Забытые | страница 72



– Голод, – отвечает Сюзанна, даже не дослушав вопрос до конца, как будто предугадав слова Евы и заранее подготовив ответ.

– Все… Ночной холод, выцветшее белье, из которого никогда не выводится запах сырости, хождение босиком по грязной земле, мыши, клопы! Ощущение того, что время остановилось, уверенность, что мы находимся здесь уже тысячу лет, – тихо отвечает Лиза, не спуская глаз с входной двери.

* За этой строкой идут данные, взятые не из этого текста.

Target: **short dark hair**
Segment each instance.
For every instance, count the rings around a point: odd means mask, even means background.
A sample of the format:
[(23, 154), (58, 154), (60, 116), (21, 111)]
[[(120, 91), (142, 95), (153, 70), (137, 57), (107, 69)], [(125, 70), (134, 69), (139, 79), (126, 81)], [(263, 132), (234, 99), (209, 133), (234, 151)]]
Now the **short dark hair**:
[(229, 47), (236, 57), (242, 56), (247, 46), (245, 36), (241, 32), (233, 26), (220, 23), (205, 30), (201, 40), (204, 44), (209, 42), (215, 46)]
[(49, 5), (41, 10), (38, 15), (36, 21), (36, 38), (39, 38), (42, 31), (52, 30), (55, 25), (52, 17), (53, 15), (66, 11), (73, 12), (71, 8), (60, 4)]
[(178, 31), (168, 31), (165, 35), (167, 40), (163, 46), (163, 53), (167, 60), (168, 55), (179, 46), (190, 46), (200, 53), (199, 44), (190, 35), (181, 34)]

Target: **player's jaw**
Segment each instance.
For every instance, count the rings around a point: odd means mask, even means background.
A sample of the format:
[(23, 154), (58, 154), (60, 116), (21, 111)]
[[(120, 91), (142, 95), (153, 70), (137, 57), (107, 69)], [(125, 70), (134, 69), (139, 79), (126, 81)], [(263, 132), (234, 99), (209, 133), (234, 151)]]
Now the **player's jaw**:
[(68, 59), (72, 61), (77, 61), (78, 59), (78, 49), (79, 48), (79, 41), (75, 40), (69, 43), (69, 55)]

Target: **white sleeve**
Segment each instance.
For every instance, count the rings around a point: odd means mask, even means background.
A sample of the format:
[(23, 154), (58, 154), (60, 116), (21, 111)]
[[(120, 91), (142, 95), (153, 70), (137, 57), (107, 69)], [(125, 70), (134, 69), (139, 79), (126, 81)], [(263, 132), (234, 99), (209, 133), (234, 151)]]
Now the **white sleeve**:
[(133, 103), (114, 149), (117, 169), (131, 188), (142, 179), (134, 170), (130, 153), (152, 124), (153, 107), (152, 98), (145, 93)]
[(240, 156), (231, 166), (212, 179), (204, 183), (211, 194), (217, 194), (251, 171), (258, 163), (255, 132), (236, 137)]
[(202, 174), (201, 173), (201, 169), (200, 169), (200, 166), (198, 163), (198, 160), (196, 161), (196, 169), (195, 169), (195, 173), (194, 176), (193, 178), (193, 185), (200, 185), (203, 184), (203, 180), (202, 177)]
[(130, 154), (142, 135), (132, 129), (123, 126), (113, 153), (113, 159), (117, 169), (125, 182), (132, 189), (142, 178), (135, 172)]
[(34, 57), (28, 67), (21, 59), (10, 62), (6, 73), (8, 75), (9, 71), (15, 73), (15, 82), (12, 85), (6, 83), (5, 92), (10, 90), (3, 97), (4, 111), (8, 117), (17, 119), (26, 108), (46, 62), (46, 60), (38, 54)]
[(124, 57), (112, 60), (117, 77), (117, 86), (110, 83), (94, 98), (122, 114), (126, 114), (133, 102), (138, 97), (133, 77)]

Правая рука Евы приподнимается, как у марионетки, которой управляют невидимые нити, затем опускается на клавиши, и молодая женщина начинает грациозно ласкать их своими тонкими пальцами, склонив голову влево, как будто для того, чтобы лучше слышать шепот собственного сердца. Инструмент, как ни странно, издает радостные звуки, каждый из них кажется целостным, самодостаточным.

Тревога жрет наши сердца,
А крысы – наши вещи.
Клопы бегут по волосам,
Их седина теперь блестит зловеще.
Когда не хватает в печке угля,
Когда у нас нет и простого пайка,
Когда ночь царапается и кашляет,
Кому нам жаловаться?
Нам хлеба не хватает – нас это убивает.
Наш суп прозрачней, чем вода,
И животы кричат, бурлят.
Кому нам жаловаться?
Когда ночные все рубашки мы порвали,
Измяли, разорвали, крысы их сожрали,
Когда и сахар отобрали,
С которым этот кофе мы хоть как-то допивали,
Кому нам жаловаться?
Когда сабо у нас украли,
Когда все туфли мы порвали
И даже кружки нет,
Когда из крыши льет вода,
Кому нам жаловаться?
Когда мы страх мышей не можем превозмочь,
Значит, у нас нет больше сил.
В девять часов – приказ «молчать,
Свет выключать».
Мы засыпаем с жалобами вместо подушек.

Голос Лизы, обычно чистый и звонкий, дрожит. Ее грудь вздымается от гнева и ощущения несправедливости: она держала эти слова в себе, словно птичек в клетке, которые хотят лишь вырваться на волю, привлеченные мелодией. Вдруг дверь открывается, и Лиза, охваченная ужасом, оборачивается. На лице коменданта Даверня застыло странное выражение – одновременно веселое и торжественное. Он стоял за дверью и прослушал всю песню до конца. Если о содержании песен станет известно, ему придется отвечать перед военным трибуналом. Но зачем запрещать правду? И если эти чужестранки с нежным цветом кожи и длинными, белоснежными, как у лебедей, шеями должны умереть в его лагере, то разве они не имеют права на лебединую песню?

– Через три дня, двадцать первого июня, накануне летнего солнцестояния, мы организуем ваше выступление. Билет будет стоить пять франков. Два франка пойдут на нужды лагеря, то есть на улучшение условий вашего пребывания здесь, остальными средствами вы сможете распорядиться, как пожелаете. Мы поставим пятьдесят стульев для зрителей. Если условия вас устраивают, то я буду признателен вам, если вы как следует подготовитесь, иначе премьера станет вашим последним выступлением. Дорогие дамы, я надеюсь, что вы отдаете себе отчет в том, какая это привилегия: несмотря на то, что вы принадлежите к вражеской стороне, вы сможете выступать на сцене. Не разочаруйте нас.